Argentina is on track to be the first country ever censured by the Washington-based fund for not sharing accurate data about inflation and economic growth under a procedure that can end in expulsion from the IMF. The board in September called on the government to implement remedial measures “without delay” and asked Managing Director Christine Lagarde to inform directors on progress by today.

President Cristina Fernandez de Kirchner has denied any wrongdoing even as the government’s official figures have been disputed by the IMF, economists and politicians since 2007.

That’s when her late husband and former President Nestor Kirchner replaced senior staff at the statistics institute, known as Indec.
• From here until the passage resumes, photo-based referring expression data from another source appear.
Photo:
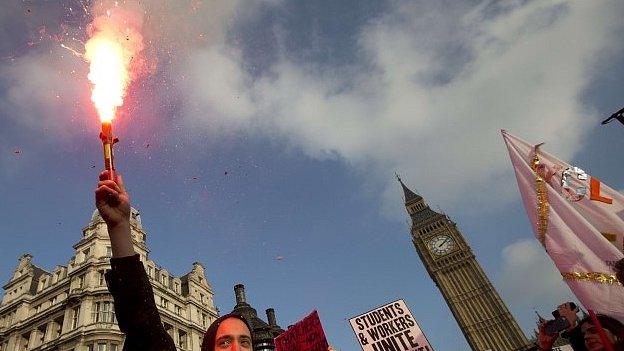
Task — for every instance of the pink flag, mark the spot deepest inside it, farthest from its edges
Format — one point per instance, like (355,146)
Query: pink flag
(578,220)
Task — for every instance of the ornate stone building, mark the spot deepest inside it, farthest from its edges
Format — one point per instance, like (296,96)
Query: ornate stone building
(70,308)
(263,332)
(481,314)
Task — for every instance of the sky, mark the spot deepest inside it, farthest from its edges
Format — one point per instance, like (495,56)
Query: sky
(263,138)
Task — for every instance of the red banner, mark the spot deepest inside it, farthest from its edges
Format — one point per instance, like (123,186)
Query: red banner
(306,335)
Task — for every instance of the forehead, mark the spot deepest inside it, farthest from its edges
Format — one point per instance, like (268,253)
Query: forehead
(233,327)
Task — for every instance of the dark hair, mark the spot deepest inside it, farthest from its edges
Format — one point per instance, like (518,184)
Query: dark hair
(211,333)
(612,325)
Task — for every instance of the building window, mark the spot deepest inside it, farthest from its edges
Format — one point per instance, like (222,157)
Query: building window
(75,317)
(169,329)
(103,312)
(101,281)
(57,327)
(24,341)
(41,333)
(182,339)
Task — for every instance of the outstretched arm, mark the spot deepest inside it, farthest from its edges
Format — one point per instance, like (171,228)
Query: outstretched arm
(113,203)
(135,308)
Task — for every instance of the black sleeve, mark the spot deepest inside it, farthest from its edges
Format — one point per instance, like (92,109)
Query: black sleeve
(576,339)
(135,308)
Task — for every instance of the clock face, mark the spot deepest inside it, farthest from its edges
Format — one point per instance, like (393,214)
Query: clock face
(441,245)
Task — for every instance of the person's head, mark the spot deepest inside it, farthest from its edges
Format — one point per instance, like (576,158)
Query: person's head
(614,330)
(230,332)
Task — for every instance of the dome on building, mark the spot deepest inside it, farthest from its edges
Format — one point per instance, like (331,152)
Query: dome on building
(135,217)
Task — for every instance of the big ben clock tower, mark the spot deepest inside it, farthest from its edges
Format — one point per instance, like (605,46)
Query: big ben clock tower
(481,314)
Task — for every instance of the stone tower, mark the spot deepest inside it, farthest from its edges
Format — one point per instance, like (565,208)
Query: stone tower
(69,308)
(481,314)
(263,332)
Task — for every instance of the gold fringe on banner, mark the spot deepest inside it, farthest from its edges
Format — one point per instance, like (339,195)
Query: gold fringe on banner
(542,198)
(596,277)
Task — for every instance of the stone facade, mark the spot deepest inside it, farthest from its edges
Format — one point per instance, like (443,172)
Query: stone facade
(70,308)
(482,316)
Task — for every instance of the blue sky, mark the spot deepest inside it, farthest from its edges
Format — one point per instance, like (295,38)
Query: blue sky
(265,141)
Since then, Argentina has reported average inflation of 8.8 percent a year, versus a 23 percent estimate by private economists.

The official inflation rate of 10.6 percent in November, less than half the private estimates, has enabled Argentina to save about $6.8 billion since 2007 on debt payments, according to Buenos Aires-based research firm ACM Consultores.

IMF Censure

According to IMF rules for countries that either fail to provide information or provide inaccurate information, a declaration of censure may follow several failed attempts to have the country that breached its obligations take remedial measures.

The board in September said it “may consider additional steps based on Argentina’s response, and in line with IMF procedures.”

Sanctions may follow later, such as declaring the country ineligible to use the fund’s general resources and suspending its voting rights. “Compulsory withdrawal” is the last step of the procedure, which leaves time between each decision for the country to address concerns.